The family of Brandon Tate-Brown, who was killed in a December scuffle with Philadelphia Police, held a noontime press conference at Dilworth Park today to explain their wrongful death lawsuit against the city. Six key moments from that event:

• Tanya Brown-Dickerson, Tate-Brown’s mother, on why she filed the suit:

“I believe with all my heart that my son’s rights were violated. He was not given a chance. I want the rest of Philadelphia to feel safe…

“I want the pain to stop, but I can’t stop fighting. I’m fighting for my son, and my neighbor’s 26-year-old.”

• Her attorney, Brian Mildenberg, on why he’s asking a judge to take control of Philly’s reform efforts after Mayor Nutter already appointed an oversight committee:

“We don’t oppose the oversight committee. An oversight committee is wonderful. But the fact of the matter is, only a judge can make an order people have to follow.”
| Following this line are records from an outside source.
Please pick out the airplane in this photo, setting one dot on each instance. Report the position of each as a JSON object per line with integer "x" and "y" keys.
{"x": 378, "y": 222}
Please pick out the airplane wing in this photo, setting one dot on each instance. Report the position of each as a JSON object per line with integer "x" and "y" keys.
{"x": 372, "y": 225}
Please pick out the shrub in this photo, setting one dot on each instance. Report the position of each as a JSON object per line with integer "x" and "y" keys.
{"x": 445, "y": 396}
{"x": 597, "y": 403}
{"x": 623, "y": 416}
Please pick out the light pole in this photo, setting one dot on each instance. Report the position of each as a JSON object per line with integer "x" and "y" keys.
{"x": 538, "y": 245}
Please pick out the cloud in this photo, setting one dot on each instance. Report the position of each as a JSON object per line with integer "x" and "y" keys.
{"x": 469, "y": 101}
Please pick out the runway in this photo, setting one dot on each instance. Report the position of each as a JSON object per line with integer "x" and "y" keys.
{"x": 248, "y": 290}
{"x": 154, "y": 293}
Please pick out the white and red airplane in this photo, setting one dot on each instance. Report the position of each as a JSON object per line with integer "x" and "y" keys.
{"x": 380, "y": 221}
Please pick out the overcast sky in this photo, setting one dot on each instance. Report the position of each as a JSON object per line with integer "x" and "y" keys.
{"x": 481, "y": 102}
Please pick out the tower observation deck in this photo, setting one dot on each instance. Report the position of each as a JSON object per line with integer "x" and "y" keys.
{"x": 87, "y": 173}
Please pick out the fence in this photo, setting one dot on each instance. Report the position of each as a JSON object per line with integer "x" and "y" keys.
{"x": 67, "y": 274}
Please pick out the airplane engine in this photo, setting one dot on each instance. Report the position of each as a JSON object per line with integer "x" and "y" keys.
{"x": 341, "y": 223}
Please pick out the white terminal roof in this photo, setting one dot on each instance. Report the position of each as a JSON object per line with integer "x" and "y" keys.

• Mildenberg, on what reforms he wants to see to reduce the number of police-involved shootings:

“I think every police officer in the city of Philadelphia must carry a Taser. … If officers have a Taser, that’s a choice that they can make … to disable the suspect instead of kill him.”

• Mildenberg, on the credibility of the police department, and whether a gun found in Tate-Brown’s car at the time of the shooting actually belonged to him:

“There’s a trial going on in federal court right now where police are accused of planting evidence. So it’s not like this doesn’t happen.”

• Mildenberg, on how protests and riots in Baltimore will affect the case:

“This is a discrete case. … We support all forms of nonviolent protest. But I don’t think that’s going to impact this case.”

• The Rev. Mark Kelly Tyler, pastor at Mother Bethel African Methodist Episcopal Church, on the presence of racism in the police department:

“The culture of racism in America is on autopilot. … It doesn’t matter if the chief of police is black, if the mayor is black. We’re talking something that’s been in the works for centuries.”